China's centrally-administered State-owned enterprises will invest more in research and development to secure higher production efficiency and income during the country's 14th Five-Year Plan period (2021-2025), while keeping liabilities under control, the country's top State-asset regulator said on April 16.
The government will guide central SOEs to further grasp the opportunities generated from the new round of technological revolution and industrial transformation during this period. Their focus will be on key areas of emerging industries with big growth potential like digital, platform and sharing economies. They will cultivate new growth drivers, said Peng Huagang, secretary-general of the State-owned Assets Supervision and Administration Commission of the State Council.

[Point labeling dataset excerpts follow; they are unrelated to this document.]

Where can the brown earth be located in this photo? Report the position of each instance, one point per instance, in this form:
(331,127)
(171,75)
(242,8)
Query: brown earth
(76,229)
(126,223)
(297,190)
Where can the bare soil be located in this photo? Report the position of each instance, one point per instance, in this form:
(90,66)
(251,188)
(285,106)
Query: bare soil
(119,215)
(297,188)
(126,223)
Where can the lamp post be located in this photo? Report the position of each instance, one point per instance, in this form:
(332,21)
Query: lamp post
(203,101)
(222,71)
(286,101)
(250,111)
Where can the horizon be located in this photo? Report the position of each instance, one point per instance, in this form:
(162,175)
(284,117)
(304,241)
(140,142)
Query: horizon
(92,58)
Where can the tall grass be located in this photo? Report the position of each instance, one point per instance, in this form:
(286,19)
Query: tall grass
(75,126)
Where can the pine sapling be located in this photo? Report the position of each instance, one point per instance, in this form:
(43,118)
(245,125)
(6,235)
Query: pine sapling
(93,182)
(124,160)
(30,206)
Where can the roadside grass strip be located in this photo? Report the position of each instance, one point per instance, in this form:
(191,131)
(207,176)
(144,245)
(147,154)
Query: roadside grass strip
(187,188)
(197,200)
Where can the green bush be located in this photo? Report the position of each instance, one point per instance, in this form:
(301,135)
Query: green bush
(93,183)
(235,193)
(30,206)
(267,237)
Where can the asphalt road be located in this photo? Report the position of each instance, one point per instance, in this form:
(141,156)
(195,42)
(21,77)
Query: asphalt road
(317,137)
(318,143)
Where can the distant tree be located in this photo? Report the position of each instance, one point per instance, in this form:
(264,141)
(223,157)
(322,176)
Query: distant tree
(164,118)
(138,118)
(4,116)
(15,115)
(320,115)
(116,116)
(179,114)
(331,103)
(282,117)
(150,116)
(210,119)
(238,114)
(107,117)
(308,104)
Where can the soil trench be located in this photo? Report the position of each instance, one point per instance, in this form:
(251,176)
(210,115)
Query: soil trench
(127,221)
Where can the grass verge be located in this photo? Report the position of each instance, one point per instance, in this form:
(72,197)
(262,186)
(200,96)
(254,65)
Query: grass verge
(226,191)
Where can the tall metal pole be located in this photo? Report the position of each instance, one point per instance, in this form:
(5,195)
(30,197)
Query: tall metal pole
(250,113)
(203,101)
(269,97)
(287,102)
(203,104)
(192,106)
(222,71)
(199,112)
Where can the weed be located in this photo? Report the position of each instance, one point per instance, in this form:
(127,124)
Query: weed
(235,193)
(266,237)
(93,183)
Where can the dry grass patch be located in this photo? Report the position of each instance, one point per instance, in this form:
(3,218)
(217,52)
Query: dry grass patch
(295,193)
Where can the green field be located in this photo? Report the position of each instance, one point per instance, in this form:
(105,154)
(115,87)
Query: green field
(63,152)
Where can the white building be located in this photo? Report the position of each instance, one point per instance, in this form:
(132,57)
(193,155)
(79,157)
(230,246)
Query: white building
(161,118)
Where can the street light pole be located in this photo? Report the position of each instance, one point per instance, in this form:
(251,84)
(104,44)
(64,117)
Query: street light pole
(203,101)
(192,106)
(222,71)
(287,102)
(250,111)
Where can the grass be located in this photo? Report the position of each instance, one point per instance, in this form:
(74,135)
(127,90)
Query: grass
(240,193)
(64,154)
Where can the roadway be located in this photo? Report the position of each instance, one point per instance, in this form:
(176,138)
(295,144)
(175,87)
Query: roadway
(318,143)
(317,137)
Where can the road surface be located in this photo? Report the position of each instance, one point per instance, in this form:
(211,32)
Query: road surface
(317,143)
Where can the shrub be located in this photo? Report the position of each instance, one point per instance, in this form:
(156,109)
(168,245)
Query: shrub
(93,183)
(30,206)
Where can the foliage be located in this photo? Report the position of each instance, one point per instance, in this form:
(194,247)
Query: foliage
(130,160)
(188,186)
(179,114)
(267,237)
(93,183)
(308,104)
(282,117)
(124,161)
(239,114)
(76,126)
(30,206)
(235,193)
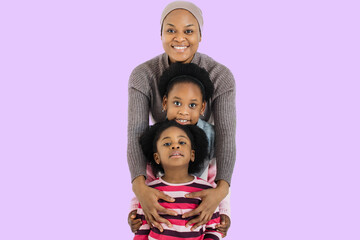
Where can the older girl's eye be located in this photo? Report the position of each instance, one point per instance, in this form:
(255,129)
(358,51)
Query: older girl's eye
(192,105)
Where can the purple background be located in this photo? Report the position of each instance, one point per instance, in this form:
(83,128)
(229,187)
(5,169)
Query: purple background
(63,102)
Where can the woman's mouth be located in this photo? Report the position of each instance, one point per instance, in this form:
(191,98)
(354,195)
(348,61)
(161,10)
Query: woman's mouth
(180,48)
(176,154)
(183,121)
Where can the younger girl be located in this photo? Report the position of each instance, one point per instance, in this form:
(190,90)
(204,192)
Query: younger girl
(177,151)
(185,90)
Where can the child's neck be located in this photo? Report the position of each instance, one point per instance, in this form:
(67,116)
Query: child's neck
(176,176)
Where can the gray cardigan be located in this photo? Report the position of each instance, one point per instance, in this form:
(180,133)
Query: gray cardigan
(144,98)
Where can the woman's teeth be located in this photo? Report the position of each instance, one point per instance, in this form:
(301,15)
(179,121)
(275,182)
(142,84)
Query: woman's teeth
(179,48)
(183,121)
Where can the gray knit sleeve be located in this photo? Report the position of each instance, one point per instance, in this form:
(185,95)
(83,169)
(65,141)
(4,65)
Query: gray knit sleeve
(224,111)
(138,121)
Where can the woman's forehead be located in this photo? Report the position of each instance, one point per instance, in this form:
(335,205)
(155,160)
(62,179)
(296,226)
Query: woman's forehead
(180,16)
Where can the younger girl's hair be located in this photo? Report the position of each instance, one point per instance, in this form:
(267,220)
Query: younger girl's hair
(199,144)
(190,72)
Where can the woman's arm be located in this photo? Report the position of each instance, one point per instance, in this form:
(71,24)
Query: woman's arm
(224,111)
(138,122)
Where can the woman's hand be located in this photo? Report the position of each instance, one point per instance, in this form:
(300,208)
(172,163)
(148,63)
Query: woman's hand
(134,223)
(224,225)
(210,200)
(148,198)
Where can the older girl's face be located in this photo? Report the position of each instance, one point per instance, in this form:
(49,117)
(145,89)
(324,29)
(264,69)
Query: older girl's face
(180,36)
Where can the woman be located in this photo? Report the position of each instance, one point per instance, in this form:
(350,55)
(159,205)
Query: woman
(181,25)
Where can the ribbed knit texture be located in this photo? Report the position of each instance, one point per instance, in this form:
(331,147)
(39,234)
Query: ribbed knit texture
(144,97)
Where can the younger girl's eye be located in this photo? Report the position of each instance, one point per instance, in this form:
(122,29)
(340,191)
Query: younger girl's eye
(192,105)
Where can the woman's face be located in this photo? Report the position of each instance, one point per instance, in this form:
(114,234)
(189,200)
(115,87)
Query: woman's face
(180,36)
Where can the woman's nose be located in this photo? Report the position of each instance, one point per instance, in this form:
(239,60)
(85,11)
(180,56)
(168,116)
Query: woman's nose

"We will leverage the advantages of massive production data and rich application experiences of central SOEs to accelerate the digital transformation of traditional industries and infrastructure," he said, adding the country will also promote the next-level integration of the digital economy and the real economy, as well as accelerate 5G to empower thousands of industries and achieve large-scale commercial use across the country.
Central SOEs' investment in strategic emerging industries surged by 21.6 percent on a yearly basis to 1.16 trillion yuan ($177.71 billion) in 2020, accounting for 22.1 percent of their total annual investment amount.
Central SOEs saw their net profit grow by 220 percent on a yearly basis to 415.29 billion yuan in the first quarter of this year. They earned 180.79 billion yuan in net profit in March, maintaining double-digit growth over nine consecutive months.
The total operating revenue of central SOEs surged by 30.1 percent on a yearly basis to 7.8 trillion yuan in the first quarter of this year, according to SASAC data.
The government said sectors like petroleum and petrochemicals, metallurgy, military-related industry, construction, mining and power generation saw high net profit growth between January and March this year.
The SASAC has set growth targets for central SOEs this year, including achieving a profit growth rate above that of the national economic output.
Sun Yongcai, chairman and president of China Railway Rolling Stock Corp, the country's largest rolling stock manufacturer by production volume, said in addition to focusing on developing rail transit equipment, the Beijing-headquartered central SOE will deploy more resources to develop wind power equipment, new energy buses and new materials during the 14th Five-Year Plan period.
Apart from gaining the green light from the French government to operate autonomous buses on open roads in Paris in January, CRRC Dalian Co Ltd, a CRRC subsidiary, received an order in February from KiwiRail, New Zealand's State-operated railway company, for 10 new diesel locomotives, which will be in addition to the 63 units bought since 2009.
With the government planning to complete more than 70 percent of the mission for its 2020-2022 action plan for SOE reforms, it is vital to promote professional integration between central SOEs, especially those with homogenized businesses and overcapacity, said Li Jin, chief researcher at the China Enterprise Research Institute in Beijing.
The three-year action plan called for renewed efforts to optimize the structure of the State-owned economy to make it more competitive, innovative, influential and risk-resilient.
The SASAC said earlier this month that Sinochem and Chem-China, two central chemical SOEs, are being restructured and merged to form a behemoth.
"The mixed-ownership reform and reorganization of central SOEs have always been in the spotlight to optimize and upgrade China's State-owned assets," said Peng from the SASAC, noting listed companies today have become the main carriers for the mixed-ownership reform.
Central SOEs with mixed-ownership account for more than 70 percent of the total, and can be found especially in areas like civil aviation, telecommunications and petroleum, information from the SASAC showed.